Nördlich des Friedrichsorter Leuchtturms habe ich ordentliche Wellen erwartet, aber komischerweise sind sie hier kleiner als in der Heikendorfer Bucht. Der Himmel hat sich mittlerweile ziemlich zugezogen und ich versuche verzweifelt, die Glockentonne auszumachen. Es sind unheimlich viele Tonnen zu sehen, die da eigentlich gar nicht hingehören, aber die Glockentonne ist nicht darunter. Des Rätsels Lösung ist, dass mal wieder ein umfangreiches Sperrgebiet eingerichtet wurde, in dem der Meeresgrund nach unguten Hinterlassenschaften aus dem Krieg abgesucht wird. Dort, wo normalerweise unsere klingelnde Wendemarke liegt, dümpelt nun eine rot gestreifte, gelbe Sperrgebietstonne rum.
Die Yacht birgt gerade den Kite-Surfer - die Stena tuckert nach Schweden |
Im Hintergrund die krass beleuchtete Aida (Foto: Mona) |
Obwohl wir nach der Pause an der Ansteuertonne deutlich langsamer unterwegs sind, sind wir bereits um halb neun am Strand zwischen der 13. und 14. Laterne. Der Regen, der quasi mit dem Sonnenuntergang eingesetzt hatte, hatte in der Zwischenzeit ausgesetzt - nur um genau jetzt wieder anzufangen! Zum Glück gibt es hinterm Deich ein Toilettenhäuschen, das wir nutzen, um uns in trockene Kleider zu schmeißen. Die Kleider bleiben allerdings nicht wirklich trocken, weil das Verstauen der Boote auf mein Auto seeehr lange dauert - und der Regen seeehr ergiebig ist. So muss ich Ingrid um ein Handtuch bitten, das ich mir unterlegen kann, um nicht ihre schönen Polsterstühle zu ruinieren.
Ingrid freut sich sichtlich, dass es geklappt hat mit dem Besuch und sie mal wieder "junge" Leute in der Bude hat.
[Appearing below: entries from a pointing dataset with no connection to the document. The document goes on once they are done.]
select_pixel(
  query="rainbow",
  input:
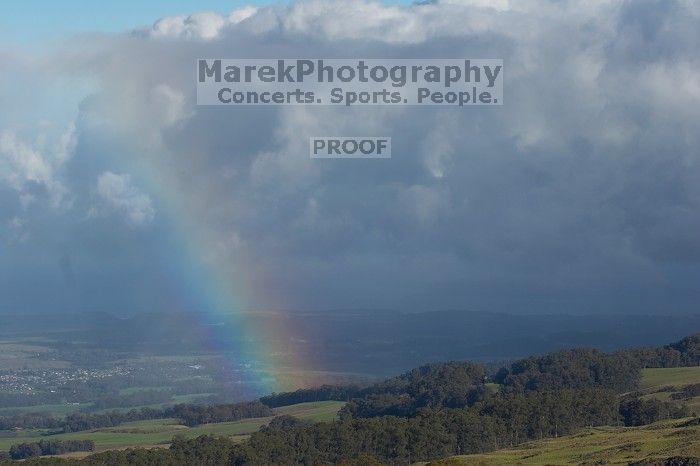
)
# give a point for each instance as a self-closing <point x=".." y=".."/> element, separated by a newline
<point x="265" y="349"/>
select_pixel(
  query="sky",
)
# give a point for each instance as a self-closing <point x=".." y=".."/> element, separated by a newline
<point x="36" y="21"/>
<point x="580" y="194"/>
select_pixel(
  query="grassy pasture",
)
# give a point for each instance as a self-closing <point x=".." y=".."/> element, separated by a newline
<point x="159" y="432"/>
<point x="604" y="445"/>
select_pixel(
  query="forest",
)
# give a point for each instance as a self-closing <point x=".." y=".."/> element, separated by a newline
<point x="434" y="411"/>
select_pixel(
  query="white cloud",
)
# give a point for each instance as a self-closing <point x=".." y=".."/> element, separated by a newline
<point x="119" y="194"/>
<point x="203" y="25"/>
<point x="23" y="164"/>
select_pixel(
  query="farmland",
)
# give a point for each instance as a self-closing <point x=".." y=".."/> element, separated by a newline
<point x="159" y="432"/>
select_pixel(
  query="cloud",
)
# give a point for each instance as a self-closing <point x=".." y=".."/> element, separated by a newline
<point x="580" y="193"/>
<point x="203" y="25"/>
<point x="120" y="195"/>
<point x="26" y="165"/>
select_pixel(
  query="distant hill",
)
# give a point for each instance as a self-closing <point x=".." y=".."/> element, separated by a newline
<point x="378" y="343"/>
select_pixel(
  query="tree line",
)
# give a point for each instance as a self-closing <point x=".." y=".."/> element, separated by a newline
<point x="49" y="447"/>
<point x="188" y="414"/>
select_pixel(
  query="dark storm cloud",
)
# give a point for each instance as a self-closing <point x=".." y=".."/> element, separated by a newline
<point x="581" y="193"/>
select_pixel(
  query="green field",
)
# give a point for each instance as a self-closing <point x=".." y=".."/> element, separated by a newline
<point x="673" y="376"/>
<point x="662" y="383"/>
<point x="605" y="445"/>
<point x="161" y="431"/>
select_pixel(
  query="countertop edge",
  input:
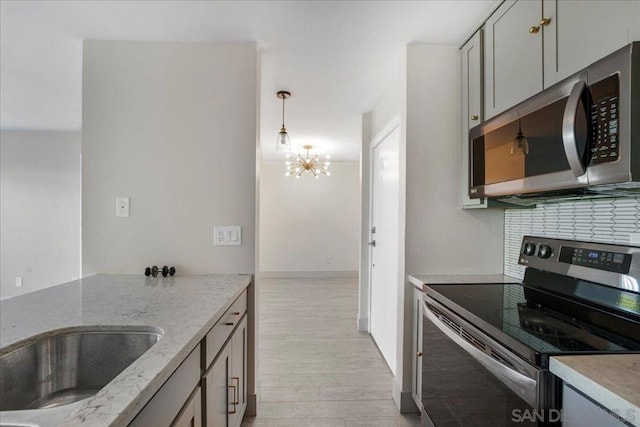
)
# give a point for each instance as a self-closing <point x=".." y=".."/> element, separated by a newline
<point x="591" y="388"/>
<point x="420" y="280"/>
<point x="129" y="413"/>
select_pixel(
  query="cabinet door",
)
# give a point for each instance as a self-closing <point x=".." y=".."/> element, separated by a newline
<point x="513" y="55"/>
<point x="417" y="347"/>
<point x="238" y="379"/>
<point x="580" y="32"/>
<point x="191" y="413"/>
<point x="218" y="394"/>
<point x="472" y="76"/>
<point x="578" y="411"/>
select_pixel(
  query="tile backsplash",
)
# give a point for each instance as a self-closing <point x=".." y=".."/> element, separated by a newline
<point x="596" y="220"/>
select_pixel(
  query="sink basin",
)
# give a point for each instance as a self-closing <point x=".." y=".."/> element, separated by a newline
<point x="64" y="366"/>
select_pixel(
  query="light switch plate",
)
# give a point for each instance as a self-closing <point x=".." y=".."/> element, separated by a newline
<point x="122" y="206"/>
<point x="227" y="235"/>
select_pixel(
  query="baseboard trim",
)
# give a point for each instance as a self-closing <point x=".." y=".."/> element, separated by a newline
<point x="403" y="399"/>
<point x="307" y="274"/>
<point x="363" y="324"/>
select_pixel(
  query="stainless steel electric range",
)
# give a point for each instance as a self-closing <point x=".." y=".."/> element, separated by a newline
<point x="486" y="347"/>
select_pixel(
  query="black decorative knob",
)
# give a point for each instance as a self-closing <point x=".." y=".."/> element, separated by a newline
<point x="544" y="251"/>
<point x="529" y="249"/>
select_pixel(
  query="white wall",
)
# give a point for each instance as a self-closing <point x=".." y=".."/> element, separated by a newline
<point x="173" y="127"/>
<point x="308" y="224"/>
<point x="388" y="114"/>
<point x="442" y="238"/>
<point x="40" y="204"/>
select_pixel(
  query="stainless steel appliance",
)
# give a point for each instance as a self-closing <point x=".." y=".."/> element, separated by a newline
<point x="486" y="347"/>
<point x="579" y="137"/>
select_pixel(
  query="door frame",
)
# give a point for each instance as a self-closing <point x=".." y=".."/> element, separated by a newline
<point x="365" y="297"/>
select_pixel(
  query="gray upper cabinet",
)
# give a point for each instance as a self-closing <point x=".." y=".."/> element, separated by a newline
<point x="472" y="75"/>
<point x="579" y="33"/>
<point x="532" y="44"/>
<point x="513" y="55"/>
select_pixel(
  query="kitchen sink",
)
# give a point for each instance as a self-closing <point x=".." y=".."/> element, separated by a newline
<point x="64" y="366"/>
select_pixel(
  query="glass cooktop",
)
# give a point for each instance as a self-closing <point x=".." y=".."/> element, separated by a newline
<point x="507" y="309"/>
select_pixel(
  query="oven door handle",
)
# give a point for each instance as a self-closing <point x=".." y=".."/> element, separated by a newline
<point x="522" y="385"/>
<point x="569" y="124"/>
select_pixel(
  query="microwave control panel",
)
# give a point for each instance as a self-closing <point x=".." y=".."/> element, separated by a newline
<point x="603" y="116"/>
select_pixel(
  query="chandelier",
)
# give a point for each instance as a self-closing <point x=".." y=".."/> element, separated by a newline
<point x="310" y="163"/>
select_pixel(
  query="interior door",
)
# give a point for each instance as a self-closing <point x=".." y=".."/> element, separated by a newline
<point x="384" y="252"/>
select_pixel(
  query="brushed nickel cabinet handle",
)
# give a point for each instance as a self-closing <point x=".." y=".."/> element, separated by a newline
<point x="237" y="389"/>
<point x="234" y="402"/>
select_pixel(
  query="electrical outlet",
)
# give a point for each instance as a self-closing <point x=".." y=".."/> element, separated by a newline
<point x="122" y="206"/>
<point x="227" y="235"/>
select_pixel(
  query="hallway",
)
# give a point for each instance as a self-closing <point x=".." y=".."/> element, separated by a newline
<point x="316" y="369"/>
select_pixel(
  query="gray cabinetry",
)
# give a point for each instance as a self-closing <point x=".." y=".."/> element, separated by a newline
<point x="191" y="413"/>
<point x="513" y="55"/>
<point x="416" y="383"/>
<point x="579" y="411"/>
<point x="579" y="33"/>
<point x="532" y="44"/>
<point x="225" y="379"/>
<point x="166" y="406"/>
<point x="472" y="114"/>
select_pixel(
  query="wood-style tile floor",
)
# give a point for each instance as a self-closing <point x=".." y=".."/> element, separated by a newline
<point x="316" y="369"/>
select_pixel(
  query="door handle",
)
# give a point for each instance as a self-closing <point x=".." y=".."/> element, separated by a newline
<point x="569" y="123"/>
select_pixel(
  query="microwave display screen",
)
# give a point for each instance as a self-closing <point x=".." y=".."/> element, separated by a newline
<point x="527" y="147"/>
<point x="603" y="114"/>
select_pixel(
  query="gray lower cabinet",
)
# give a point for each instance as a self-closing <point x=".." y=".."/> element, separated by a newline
<point x="579" y="411"/>
<point x="225" y="382"/>
<point x="416" y="383"/>
<point x="219" y="397"/>
<point x="168" y="403"/>
<point x="191" y="413"/>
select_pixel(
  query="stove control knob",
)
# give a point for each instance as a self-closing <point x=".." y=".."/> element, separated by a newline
<point x="529" y="249"/>
<point x="544" y="252"/>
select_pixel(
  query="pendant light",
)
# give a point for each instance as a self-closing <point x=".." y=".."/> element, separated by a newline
<point x="520" y="144"/>
<point x="283" y="143"/>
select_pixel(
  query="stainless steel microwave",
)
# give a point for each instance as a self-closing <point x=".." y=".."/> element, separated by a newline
<point x="579" y="137"/>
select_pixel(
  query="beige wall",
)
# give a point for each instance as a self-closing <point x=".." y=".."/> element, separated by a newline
<point x="308" y="224"/>
<point x="173" y="127"/>
<point x="40" y="188"/>
<point x="442" y="237"/>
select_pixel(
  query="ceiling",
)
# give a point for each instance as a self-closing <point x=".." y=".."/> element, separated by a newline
<point x="335" y="57"/>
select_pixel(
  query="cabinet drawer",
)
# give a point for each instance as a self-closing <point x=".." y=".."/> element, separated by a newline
<point x="217" y="336"/>
<point x="163" y="407"/>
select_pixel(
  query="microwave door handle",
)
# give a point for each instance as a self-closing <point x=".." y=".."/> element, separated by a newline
<point x="520" y="384"/>
<point x="569" y="121"/>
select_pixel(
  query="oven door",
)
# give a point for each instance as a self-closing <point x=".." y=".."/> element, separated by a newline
<point x="469" y="379"/>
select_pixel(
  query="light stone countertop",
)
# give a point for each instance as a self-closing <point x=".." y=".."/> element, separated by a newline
<point x="184" y="307"/>
<point x="612" y="380"/>
<point x="420" y="280"/>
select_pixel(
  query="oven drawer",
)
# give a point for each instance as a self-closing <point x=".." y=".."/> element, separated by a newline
<point x="470" y="379"/>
Um diese Jahreszeit tanzt in Schönberg nicht unbedingt der Bär und sie ist meist recht alleine in dem Haus. Sie versorgt uns mit Unmengen leckeren und heißen Tees - wir steuern Bienenstich und Negerküsse bei. Es wird wild geschnattert über dies und das und vor allem übers Paddeln, und Mona und Ingrid stellen fest, dass sie gemeinsame Bekannte in Hamburg haben. Als wir uns nach elf auf den Heimweg machen, haben wir die Einladung im Gepäck, nächstes Jahr wiederkommen zu dürfen. Das will ich gerne in Angriff nehmen!